In honor of Easter, I had the brilliant idea of dyeing Easter eggs with Sam. So, during naptime, I boiled a dozen eggs, set out the dye and vinegar, and got a smock ready. I remember dyeing eggs in our 70's orange kitchen as a little girl, the air filled with vinegar, my sister and I gently dropping eggs into brightly colored cups of dye. How hard could it be?
Well, a little harder (or more exciting, depending on how you look at it), with an exuberant toddler and crabby newborn thrown into the mix.
Andie cried the whole time. She was not pacified by bouncing, nursing, or shooshing. Later, I opened a window and she hushed right up. I guess it was the vinegar fumes.
Egg lesson #1: Open windows and turn on fan when you have six cups of vinegar sitting in the kitchen. Also, maybe get a baby-sitter for the baby next time.
Sam insisted the dye cups were filled with "juice". After many warnings that the liquid was not for drinking, I left to get the camera and came back to find him gagging on a cup, having sipped straight vinegar for the first (and probably last) time in his young life. (Notice there are no pictures with this post; I won't make that mistake again).
Egg lesson #2: Don't drink the dye. Mom is being honest when she tells you it's really not juice. Really.
Also, Sam did not gently drop eggs into the cup. He got so excited about the process that he had to THROW! the eggs into the cup with a YELL! of encouragement/excitement/boychild zaniness.
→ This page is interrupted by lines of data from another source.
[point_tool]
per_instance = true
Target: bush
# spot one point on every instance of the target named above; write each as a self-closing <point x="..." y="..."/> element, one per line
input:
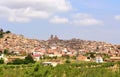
<point x="18" y="61"/>
<point x="67" y="61"/>
<point x="1" y="61"/>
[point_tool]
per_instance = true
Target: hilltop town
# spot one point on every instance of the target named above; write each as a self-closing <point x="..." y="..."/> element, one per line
<point x="18" y="45"/>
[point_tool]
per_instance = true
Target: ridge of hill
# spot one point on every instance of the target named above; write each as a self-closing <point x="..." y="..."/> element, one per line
<point x="13" y="42"/>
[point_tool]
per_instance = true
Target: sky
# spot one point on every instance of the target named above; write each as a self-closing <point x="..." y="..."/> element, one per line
<point x="97" y="20"/>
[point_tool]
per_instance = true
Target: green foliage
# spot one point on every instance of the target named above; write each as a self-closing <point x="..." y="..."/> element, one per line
<point x="29" y="59"/>
<point x="18" y="61"/>
<point x="6" y="51"/>
<point x="1" y="61"/>
<point x="8" y="32"/>
<point x="83" y="69"/>
<point x="67" y="61"/>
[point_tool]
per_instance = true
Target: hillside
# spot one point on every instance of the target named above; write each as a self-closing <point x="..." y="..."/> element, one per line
<point x="14" y="43"/>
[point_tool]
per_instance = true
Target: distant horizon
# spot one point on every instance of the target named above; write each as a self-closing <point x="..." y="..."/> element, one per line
<point x="62" y="38"/>
<point x="96" y="20"/>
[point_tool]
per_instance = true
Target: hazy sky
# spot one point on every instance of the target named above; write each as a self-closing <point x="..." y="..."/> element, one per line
<point x="97" y="20"/>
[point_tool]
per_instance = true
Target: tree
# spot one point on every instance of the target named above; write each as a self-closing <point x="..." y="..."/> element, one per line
<point x="1" y="61"/>
<point x="18" y="61"/>
<point x="6" y="51"/>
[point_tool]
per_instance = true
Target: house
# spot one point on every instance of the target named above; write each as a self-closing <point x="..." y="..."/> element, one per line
<point x="36" y="55"/>
<point x="82" y="58"/>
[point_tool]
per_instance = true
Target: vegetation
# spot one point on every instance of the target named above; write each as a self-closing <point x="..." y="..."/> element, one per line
<point x="28" y="59"/>
<point x="82" y="69"/>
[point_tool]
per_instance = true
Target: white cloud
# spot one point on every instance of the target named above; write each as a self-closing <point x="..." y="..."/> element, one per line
<point x="83" y="19"/>
<point x="59" y="20"/>
<point x="117" y="17"/>
<point x="26" y="10"/>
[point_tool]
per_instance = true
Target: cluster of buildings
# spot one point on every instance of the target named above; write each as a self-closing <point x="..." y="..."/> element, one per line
<point x="55" y="47"/>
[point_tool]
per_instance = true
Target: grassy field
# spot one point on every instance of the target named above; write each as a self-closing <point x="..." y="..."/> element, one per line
<point x="81" y="69"/>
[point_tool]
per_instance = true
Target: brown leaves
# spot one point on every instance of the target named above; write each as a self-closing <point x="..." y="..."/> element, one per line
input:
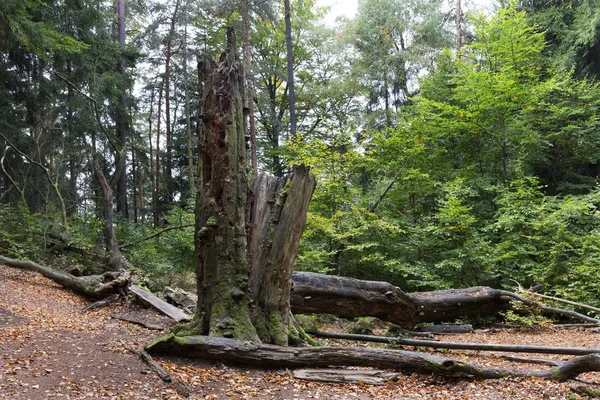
<point x="51" y="349"/>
He doesn't know his colors yet, so he would just excitedly YELL! whatever color came to mind. "LELLO!" "GEEN!" "BLUE!"
We ran out of eggs to dye, so we dyed the same ones over and over again. Somewhere along the way, Sam decided he'd rather try pouring the dye over the egg instead of dipping the egg in the dye. While I was cleaning up the yellow vinegar that was running down his high chair tray, over his chubby legs and onto the kitchen floor, my perpetually hungry son decided it was time for a snack.
Egg lesson #3: Don't eat Easter eggs with the shell still on.
Good lessons learned..all learned the hard way. I like to think that next year's egg dyeing will be equally fun and less eventful, but if there's one thing I've learned as a mom of young children:
Lesson #4: The challenges change, but never really go away.